New York/London/WienEuropas führende Öl-Sorte Brent aus der Nordsee wird bei den Anlegern immer beliebter, während US-Leichtöl mehr und mehr in Ungnade fällt. In Rotterdam kletterte der Spot-Preis für Brent am Donnerstag um 1,54 Dollar auf 97,63 Dollar je Barrel (159 Liter). Zuletzt hatte er im August 2008 über 100 Dollar gelegen. Bei Lieferung im März kostete ein Fass an den Terminmärkten schon 98,95 Dollar und damit knapp ein Prozent mehr als Vortag. Damit wächst der Preisaufschlag zum US-Leichtöl der Sorte WTI, für die mit rund 87 Dollar am Donnerstag rund 30 Cent weniger als am Vortag bezahlt wurde.

„Brent läuft auf die 100 Dollar je Barrel zu, als gäbe es kein Morgen“, erklärte Olivier Jakob, Analyst beim Rohstoffspezialisten Petromatrix in der Schweiz. Anleger honorieren damit die sehr unterschiedliche Versorgungslage in Europa und den USA. Zum einen gibt es Analysten zufolge in Europa eine sehr hohe Nachfrage von Raffinerien. Zum anderen schrumpfen die Öl-Vorkommen in der Nordsee.

Auf der anderen Seite des Atlantiks weiß man der Ölflut dagegen kaum Herr zu werden: am Verteilungsknotenpunkt in Cushing im Bundesstaat Oklahoma liegen die Lagebestände nach Angaben der Commerzbank nur noch knapp unter dem Rekordniveau vom Vorjahr. Ein Grund dafür ist die in den USA schrumpfende Nachfrage der Raffinerien.
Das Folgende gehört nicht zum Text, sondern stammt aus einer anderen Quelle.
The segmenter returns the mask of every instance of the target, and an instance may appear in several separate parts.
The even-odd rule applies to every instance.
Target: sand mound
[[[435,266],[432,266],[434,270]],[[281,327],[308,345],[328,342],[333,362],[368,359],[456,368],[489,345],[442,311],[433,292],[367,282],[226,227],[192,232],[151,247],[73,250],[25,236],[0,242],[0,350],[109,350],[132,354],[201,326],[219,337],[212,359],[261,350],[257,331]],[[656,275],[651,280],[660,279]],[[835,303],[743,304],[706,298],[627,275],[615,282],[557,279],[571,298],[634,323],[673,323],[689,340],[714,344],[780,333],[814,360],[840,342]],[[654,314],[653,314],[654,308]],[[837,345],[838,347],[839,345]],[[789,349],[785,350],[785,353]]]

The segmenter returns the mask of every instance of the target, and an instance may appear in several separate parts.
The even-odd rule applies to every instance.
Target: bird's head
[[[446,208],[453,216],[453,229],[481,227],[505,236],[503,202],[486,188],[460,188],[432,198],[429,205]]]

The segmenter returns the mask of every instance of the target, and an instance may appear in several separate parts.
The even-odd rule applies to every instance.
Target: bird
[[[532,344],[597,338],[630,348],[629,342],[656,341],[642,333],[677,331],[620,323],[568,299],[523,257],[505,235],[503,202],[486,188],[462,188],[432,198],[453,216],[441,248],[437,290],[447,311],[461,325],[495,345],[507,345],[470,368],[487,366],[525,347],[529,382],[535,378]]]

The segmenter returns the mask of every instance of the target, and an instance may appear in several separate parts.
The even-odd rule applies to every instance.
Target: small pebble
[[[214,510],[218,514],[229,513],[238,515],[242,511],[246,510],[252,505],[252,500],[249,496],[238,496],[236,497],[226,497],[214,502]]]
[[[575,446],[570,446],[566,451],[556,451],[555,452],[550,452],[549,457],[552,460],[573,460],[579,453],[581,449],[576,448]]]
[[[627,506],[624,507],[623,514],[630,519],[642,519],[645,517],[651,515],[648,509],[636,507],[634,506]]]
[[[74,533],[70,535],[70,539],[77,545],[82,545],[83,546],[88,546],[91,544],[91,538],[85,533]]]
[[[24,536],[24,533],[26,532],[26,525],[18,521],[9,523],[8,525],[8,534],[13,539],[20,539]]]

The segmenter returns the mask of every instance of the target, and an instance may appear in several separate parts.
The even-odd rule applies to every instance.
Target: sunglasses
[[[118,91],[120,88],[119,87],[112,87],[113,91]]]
Insgesamt waren die Rohölbestände in der vergangenen Woche nach Angaben des US-Energieministeriums stärker als erwartet gestiegen. Auch die Destillatebestände gingen kaum nennenswert zurück, was angesichts des winterlichen Heizbedarfs in den USA aus Sicht des Anlegers enttäuschend sei, stellten die Commerzbank-Analysten fest.

Preise für Kupfer und Zinn ziehen an

Dagegen konnten die sich füllenden Kupfer-Lager der Londoner Metallbörse (LME) der Attraktivität des Basismetalls nichts anhaben: Kupfer verteuerte sich um rund zwei Prozent auf 9520 Dollar je Tonne. Vor allem der schwächere Dollar mache das im Bau und bei der
Autoproduktion verwendete Industriemetall für Anleger interessant, die nicht im Dollar-Raum liegen.

Die Furcht vieler Anleger vor einem Versorgungsengpass treibt dagegen seit Tagen den Zinnpreis von einem Rekord zum anderen. Eine Tonne dieses unter anderem zur Herstellung von Konservendosen verwendeten Metalls verteuerte sich um bis zu 1,7 Prozent auf 29.100 Dollar. Heftige Regenfälle im weltweit wichtigsten Exportland Indonesien behindern die dortige Förderung. Für Analysten ist ein Ende der Rally derzeit nicht absehbar. Sie prognostizieren einen Anstieg des Zinn-Preises auf mehr als 30.000 Dollar.

Gold-Anleger machen Kasse

Beim Gold machten dagegen viele Anleger Kasse: der Preis für die Feinunze fiel um knapp ein Prozent auf 1335,55 Dollar beziehungsweise auf 972 Euro. Vor allem die nicht spekulativ agierenden Käufer aus Indien hielten sich Händlern zufolge in Erwartung eines weiter sinkenden Preises zurück.